Facções rivais comprometem a segurança no presídio de Itabuna (BA)

"Você vê todo mundo falar: ou sou raio A, ou sou raio B. Quem é raio A eu vou matar. Aí se eu sou do raio B, eu vou matar". O depoimento é de um ex-detento que viveu o clima de terror do presídio dividido por duas facções rivais em Itabuna, município no sul da Bahia. Cada grupo ocupa uma ala do prédio construído para abrigar 480 presos, mas que hoje tem o dobro da ocupação.

"Quando eles vão dar entrada no sistema prisional, que é feita revista, é feita a qualificação, eles geralmente indicam: 'eu pertenço ao grupo do raio A ou pertenço ao grupo do raio B ou não pertenço a nenhum grupo", diz o capitão Neimar da PM.

A direção do presídio de Itabuna reconhece que os detentos das duas facções têm que ficar separados. "Se juntar hoje provavelmente poderá ocorrer algum conflito, como ocorreu no passado recente, que tivemos esses dois grupos aqui se enfrentando", pontua Fábio, diretor do presídio.

A rivalidade é assumida até na internet. Vídeos com músicas que citam as facções mostram supostos integrantes exibindo armas e trocando provocações. A polícia acredita que a disputa entre os grupos esteja por trás da violência na cidade.

"Acreditamos que seja em relação ao tráfico de drogas, a essa guerra que existe na cidade de Itabuna entre o raio A e o raio B, e por conta disso, esses indivíduos estão passando pela cidade, encontrando desafetos e efetuando disparos mortais", observa Moisés Damasceno, coordenador regional da polícia civil.

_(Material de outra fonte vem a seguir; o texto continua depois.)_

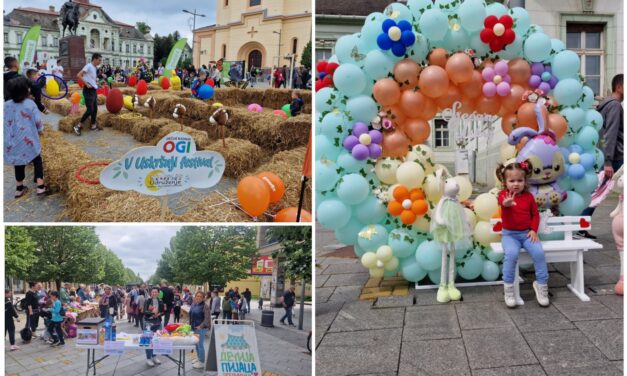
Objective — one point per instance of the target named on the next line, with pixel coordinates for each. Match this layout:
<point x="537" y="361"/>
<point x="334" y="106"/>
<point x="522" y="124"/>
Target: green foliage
<point x="19" y="252"/>
<point x="296" y="248"/>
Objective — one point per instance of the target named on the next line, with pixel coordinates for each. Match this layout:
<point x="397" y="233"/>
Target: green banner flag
<point x="174" y="57"/>
<point x="29" y="46"/>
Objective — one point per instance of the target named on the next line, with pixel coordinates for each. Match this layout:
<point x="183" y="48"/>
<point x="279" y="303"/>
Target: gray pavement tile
<point x="497" y="347"/>
<point x="359" y="316"/>
<point x="430" y="322"/>
<point x="563" y="347"/>
<point x="533" y="318"/>
<point x="576" y="310"/>
<point x="435" y="357"/>
<point x="355" y="279"/>
<point x="483" y="315"/>
<point x="363" y="352"/>
<point x="534" y="370"/>
<point x="606" y="335"/>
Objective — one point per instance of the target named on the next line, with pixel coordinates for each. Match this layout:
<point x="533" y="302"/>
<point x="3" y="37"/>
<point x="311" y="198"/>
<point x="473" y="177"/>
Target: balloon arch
<point x="376" y="179"/>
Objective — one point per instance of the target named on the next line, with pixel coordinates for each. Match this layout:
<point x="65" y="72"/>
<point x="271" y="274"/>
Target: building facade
<point x="120" y="44"/>
<point x="593" y="29"/>
<point x="259" y="32"/>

O pastor Alex Moraes fala sobre o assassinato do irmão no ano passado. "A ordem também veio de dentro do presídio. A gente acaba hoje , como cidadão de bem, tem medo até de sair de casa justamente por essa guerra, né?", indaga Alex.

Para um especialista em segurança pública, a rivalidade entre os grupos criminosos dentro e fora da cadeia surpreende em uma cidade de 200 mil habitantes.

"O que nós estamos vendo aí, pela ousadia desses criminosos, é que eles não têm o mínimo receio de serem alcançados pela polícia, de serem processados, de serem condenados, e, se forem condenados, vão para um presídio que eles dominam", destaca Carlos Alberto Gomes, professor universitário.

A Secretaria de Administração Penitenciária diz que vem acompanhando de perto a situação do presídio de Itabuna e que já tomou algumas medidas para amenizar o clima de tensão entre os detentos. Em nota, a Secretaria informou que uma das providências é o isolamento dos chefes desses grupos e lembra que não é permitido aos presos determinar áreas de exclusão na unidade.